Non è l'unico: lo stesso si può dire per Pontocho, sulla riva ovest del Kamo, più piccolo e meno noto, votato alla ristorazione. Ve ne sono anche altri che noi non abbiamo visitato.


A Gion, la sera, lungo la strada possiamo ancora incrociare una geiko e/o una maiko, la sua giovane apprendista. A noi è capitato (qui soltanto). Fotografarle è considerato poco educato, quindi è bene non farlo; forse anche per questo tendono a essere veloci e sfuggenti.
Devo chiarire un punto sulle geisha: la loro immagine sessualizzata è una distorsione occidentale. Geiko significa maestra d'arti: esperta nel suonare il shamisen (strumento a tre corde che ricorda il banjo o il sitar), nel canto, nella danza (che è il significato di maiko) e, naturalmente, nella cerimonia del tè. Abilità che diventano ancor più complesse quando le si deve esprimere con eleganza stretti nelle fasce di un kimono.

A Kyoto e in altre città storiche molti giapponesi girano in kimono. 

In giro per Gion e per tutta Kyoto vediamo molti giapponesi vestiti in kimono: ovviamente le donne non sono geishe (distinguibili per il volto bianco), semplicemente vestono l'abito tradizionale. Esistono kimono per diverse occasioni e di diverse fatture: per una passeggiata non si indossa certo un kimono cerimoniale. Più ci si allontana dalla modernità, più questa abitudine è rimasta comune (sebbene, ho saputo, alcuni lo facciano anche perché è diventata una sorta di convenzione turistica; lo si percepisce bene davanti al Senso-ji a Tokyo, mentre a Kyoto, specie nei quartieri non centrali, c'è più autenticità).

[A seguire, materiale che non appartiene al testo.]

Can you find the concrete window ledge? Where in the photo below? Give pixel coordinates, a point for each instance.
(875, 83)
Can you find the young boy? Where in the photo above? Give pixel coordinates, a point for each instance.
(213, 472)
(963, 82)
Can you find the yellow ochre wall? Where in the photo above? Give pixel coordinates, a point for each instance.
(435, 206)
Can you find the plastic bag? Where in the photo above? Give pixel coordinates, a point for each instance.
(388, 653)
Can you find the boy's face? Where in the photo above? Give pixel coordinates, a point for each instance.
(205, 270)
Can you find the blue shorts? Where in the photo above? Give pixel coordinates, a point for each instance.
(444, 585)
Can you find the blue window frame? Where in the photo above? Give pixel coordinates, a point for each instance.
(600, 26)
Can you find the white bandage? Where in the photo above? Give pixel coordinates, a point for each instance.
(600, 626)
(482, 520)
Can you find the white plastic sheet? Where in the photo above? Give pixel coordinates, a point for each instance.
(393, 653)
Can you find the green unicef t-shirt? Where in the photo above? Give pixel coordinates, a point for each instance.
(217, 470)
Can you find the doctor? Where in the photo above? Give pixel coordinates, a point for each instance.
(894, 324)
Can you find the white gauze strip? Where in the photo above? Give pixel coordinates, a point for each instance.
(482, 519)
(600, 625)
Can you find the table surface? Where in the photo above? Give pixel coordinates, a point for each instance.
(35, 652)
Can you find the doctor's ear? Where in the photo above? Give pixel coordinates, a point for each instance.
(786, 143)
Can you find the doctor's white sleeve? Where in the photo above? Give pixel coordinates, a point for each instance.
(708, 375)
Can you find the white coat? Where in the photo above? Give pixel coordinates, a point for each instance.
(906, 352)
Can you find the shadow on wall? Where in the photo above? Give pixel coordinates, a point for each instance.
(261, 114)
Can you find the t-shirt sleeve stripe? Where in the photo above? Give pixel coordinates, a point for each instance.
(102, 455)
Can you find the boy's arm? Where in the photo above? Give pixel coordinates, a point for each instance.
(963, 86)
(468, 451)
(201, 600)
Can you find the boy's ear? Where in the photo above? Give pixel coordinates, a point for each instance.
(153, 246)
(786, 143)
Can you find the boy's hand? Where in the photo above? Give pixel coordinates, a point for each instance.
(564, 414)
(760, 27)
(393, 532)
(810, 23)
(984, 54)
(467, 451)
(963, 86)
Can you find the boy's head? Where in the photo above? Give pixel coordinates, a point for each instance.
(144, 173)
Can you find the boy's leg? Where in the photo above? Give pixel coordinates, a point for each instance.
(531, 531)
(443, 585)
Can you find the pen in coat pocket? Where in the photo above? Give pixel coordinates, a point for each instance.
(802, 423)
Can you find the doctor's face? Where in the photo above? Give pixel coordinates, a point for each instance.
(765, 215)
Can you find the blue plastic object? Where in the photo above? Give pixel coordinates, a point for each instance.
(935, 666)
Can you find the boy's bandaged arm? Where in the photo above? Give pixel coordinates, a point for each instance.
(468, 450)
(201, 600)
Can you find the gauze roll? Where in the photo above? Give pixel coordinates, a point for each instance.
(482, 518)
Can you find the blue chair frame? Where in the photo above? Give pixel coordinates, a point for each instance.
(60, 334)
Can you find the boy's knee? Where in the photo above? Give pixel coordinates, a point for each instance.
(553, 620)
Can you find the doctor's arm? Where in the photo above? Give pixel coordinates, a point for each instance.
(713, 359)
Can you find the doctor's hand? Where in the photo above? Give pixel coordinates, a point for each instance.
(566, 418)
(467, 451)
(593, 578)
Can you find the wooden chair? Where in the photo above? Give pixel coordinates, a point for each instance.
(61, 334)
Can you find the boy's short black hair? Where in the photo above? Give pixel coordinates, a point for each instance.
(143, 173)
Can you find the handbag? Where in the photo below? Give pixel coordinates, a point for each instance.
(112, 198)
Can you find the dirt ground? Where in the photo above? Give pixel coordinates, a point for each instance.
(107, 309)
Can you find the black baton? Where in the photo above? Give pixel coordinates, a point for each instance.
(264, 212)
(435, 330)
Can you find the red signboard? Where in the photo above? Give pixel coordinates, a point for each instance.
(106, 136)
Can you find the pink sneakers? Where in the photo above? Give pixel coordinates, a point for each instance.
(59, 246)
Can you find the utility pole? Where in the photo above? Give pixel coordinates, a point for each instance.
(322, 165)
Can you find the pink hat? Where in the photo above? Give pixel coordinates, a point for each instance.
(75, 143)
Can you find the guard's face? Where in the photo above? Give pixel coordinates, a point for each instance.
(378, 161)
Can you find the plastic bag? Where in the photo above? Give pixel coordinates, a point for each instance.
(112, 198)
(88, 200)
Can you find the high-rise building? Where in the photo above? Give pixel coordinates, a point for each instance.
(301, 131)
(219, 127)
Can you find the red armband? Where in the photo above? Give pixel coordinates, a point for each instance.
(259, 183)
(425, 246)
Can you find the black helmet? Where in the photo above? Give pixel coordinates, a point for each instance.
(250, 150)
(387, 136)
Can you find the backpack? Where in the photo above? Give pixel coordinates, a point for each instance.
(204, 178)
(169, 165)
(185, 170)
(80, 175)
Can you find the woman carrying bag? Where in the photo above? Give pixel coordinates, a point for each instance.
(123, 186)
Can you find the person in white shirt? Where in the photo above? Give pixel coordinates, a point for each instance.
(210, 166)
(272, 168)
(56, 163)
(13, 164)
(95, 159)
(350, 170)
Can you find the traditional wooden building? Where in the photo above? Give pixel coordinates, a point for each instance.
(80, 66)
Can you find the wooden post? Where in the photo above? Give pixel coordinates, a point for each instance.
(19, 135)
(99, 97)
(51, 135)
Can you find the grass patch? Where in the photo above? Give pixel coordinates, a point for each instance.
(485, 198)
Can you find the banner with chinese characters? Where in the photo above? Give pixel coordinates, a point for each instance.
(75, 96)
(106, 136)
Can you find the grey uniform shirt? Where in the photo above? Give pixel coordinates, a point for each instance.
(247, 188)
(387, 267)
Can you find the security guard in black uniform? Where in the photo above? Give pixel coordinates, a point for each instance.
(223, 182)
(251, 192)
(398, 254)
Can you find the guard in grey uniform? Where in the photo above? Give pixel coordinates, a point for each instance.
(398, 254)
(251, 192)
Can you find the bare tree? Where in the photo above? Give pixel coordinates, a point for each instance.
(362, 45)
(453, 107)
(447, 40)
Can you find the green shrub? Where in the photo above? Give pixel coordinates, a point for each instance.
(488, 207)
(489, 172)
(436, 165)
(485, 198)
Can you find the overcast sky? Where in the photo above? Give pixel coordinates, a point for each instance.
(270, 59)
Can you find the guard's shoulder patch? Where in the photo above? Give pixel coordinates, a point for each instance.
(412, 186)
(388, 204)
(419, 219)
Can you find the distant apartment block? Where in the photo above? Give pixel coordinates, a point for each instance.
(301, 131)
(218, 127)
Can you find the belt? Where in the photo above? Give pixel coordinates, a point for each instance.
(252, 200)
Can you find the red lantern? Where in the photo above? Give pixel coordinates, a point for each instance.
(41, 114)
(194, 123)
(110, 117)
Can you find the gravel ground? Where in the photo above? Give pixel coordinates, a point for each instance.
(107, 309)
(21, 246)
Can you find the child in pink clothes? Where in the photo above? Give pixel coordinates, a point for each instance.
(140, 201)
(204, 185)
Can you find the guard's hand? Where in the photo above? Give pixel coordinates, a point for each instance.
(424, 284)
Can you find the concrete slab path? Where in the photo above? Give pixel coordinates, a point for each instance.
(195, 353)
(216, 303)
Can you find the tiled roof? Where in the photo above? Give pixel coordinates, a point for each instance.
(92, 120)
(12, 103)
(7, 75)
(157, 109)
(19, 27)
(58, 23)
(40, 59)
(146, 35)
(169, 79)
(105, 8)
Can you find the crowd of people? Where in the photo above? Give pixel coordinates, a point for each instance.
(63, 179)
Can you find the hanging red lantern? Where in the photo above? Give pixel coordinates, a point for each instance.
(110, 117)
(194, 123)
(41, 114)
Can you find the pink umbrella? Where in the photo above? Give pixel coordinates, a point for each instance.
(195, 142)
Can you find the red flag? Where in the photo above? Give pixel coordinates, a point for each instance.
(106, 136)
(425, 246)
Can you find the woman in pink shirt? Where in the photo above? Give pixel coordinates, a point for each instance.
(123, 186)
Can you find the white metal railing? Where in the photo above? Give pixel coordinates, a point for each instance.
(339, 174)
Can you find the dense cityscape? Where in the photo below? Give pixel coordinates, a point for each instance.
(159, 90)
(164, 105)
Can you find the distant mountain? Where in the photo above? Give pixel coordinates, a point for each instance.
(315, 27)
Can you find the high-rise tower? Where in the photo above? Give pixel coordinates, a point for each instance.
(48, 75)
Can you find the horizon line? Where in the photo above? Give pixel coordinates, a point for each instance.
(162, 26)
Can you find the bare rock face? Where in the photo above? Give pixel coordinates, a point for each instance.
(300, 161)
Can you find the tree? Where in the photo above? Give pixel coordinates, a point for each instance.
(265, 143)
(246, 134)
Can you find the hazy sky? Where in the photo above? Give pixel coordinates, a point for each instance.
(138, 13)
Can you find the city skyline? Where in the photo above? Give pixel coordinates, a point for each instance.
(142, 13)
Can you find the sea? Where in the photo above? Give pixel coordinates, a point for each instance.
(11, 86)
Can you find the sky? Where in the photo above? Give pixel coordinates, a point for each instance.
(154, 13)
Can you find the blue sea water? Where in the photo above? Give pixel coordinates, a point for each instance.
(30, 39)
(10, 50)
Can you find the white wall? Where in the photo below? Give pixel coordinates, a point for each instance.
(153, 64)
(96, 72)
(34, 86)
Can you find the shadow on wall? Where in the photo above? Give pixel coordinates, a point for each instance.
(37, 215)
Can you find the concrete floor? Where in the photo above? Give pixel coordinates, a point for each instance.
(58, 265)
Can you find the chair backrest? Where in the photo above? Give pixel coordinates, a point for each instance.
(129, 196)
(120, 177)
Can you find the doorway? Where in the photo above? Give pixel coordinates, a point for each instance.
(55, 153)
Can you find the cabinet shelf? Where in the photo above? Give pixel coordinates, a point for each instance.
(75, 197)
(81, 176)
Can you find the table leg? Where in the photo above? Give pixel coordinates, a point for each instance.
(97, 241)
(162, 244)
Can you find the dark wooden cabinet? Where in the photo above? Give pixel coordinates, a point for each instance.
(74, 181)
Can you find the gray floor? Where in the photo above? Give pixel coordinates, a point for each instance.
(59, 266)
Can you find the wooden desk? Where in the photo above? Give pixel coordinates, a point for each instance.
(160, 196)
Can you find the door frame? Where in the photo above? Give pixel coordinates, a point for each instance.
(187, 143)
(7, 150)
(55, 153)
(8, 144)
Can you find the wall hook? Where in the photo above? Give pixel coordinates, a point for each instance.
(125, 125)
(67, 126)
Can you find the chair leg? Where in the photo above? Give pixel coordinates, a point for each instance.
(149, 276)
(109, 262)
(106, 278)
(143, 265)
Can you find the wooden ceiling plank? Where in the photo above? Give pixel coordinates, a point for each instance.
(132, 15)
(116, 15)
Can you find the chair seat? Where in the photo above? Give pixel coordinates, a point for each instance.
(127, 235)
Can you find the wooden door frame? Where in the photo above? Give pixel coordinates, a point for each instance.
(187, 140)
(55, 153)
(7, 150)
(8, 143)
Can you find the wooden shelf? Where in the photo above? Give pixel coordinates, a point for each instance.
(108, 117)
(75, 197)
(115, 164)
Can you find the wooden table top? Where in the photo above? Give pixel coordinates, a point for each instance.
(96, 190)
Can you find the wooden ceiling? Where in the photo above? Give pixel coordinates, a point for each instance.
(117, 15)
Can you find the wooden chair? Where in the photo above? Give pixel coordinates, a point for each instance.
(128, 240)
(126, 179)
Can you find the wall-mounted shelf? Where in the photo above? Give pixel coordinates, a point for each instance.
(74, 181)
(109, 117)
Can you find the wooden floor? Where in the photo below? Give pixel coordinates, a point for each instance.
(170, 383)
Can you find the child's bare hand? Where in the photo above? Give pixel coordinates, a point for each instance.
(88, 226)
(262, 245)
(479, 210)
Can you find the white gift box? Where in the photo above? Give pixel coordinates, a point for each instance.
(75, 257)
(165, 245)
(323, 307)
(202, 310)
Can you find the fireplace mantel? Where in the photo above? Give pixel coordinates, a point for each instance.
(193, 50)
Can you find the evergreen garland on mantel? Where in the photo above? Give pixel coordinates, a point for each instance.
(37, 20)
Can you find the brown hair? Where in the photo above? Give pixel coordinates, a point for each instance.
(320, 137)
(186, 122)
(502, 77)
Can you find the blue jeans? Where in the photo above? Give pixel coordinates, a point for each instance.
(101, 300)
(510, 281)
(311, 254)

Gion è piena di negozi dove acquistare o noleggiare kimono.

Gli edifici che costeggiano le strade di Gion custodiscono ancora le vecchie case da tè e le abitazioni originali, tra le meglio conservate dell'intero Paese. Vi sono persino vicoli acciottolati in cui si è completamente circondati dalle facciate in legno, e dove è proibito scattare fotografie.


La sera, le lanterne illuminano le facciate di luce ambrata, e regna un silenzio immacolato. Di colpo siamo in un luogo e un tempo impossibili da conciliare con una metropoli da un milione e mezzo di abitanti, rimasta indietro, da qualche altra parte.


Ogni scorcio rivela una cura maniacale: non solo gli shōji (le tipiche porte a traliccio) e i noren (le tende con gli ideogrammi appese sopra gli ingressi), ma ogni pietra e ogni ciuffo di verde occupano l'esatto posto che devono occupare. Appena oltre l'ingresso delle case, spesso si aprono giardini in miniatura coi loro sentierini di sassi.


Come se non bastasse, una profusione di ponticelli affaccia sul canale che affluisce il fiume Kamo, luogo anche di piccoli santuari shintoisti avvolti tra le chiome dei sakura (ciliegio). L'eleganza di ogni angolo, anche il più nascosto, rende impossibile staccare gli occhi da quello che ci circonda.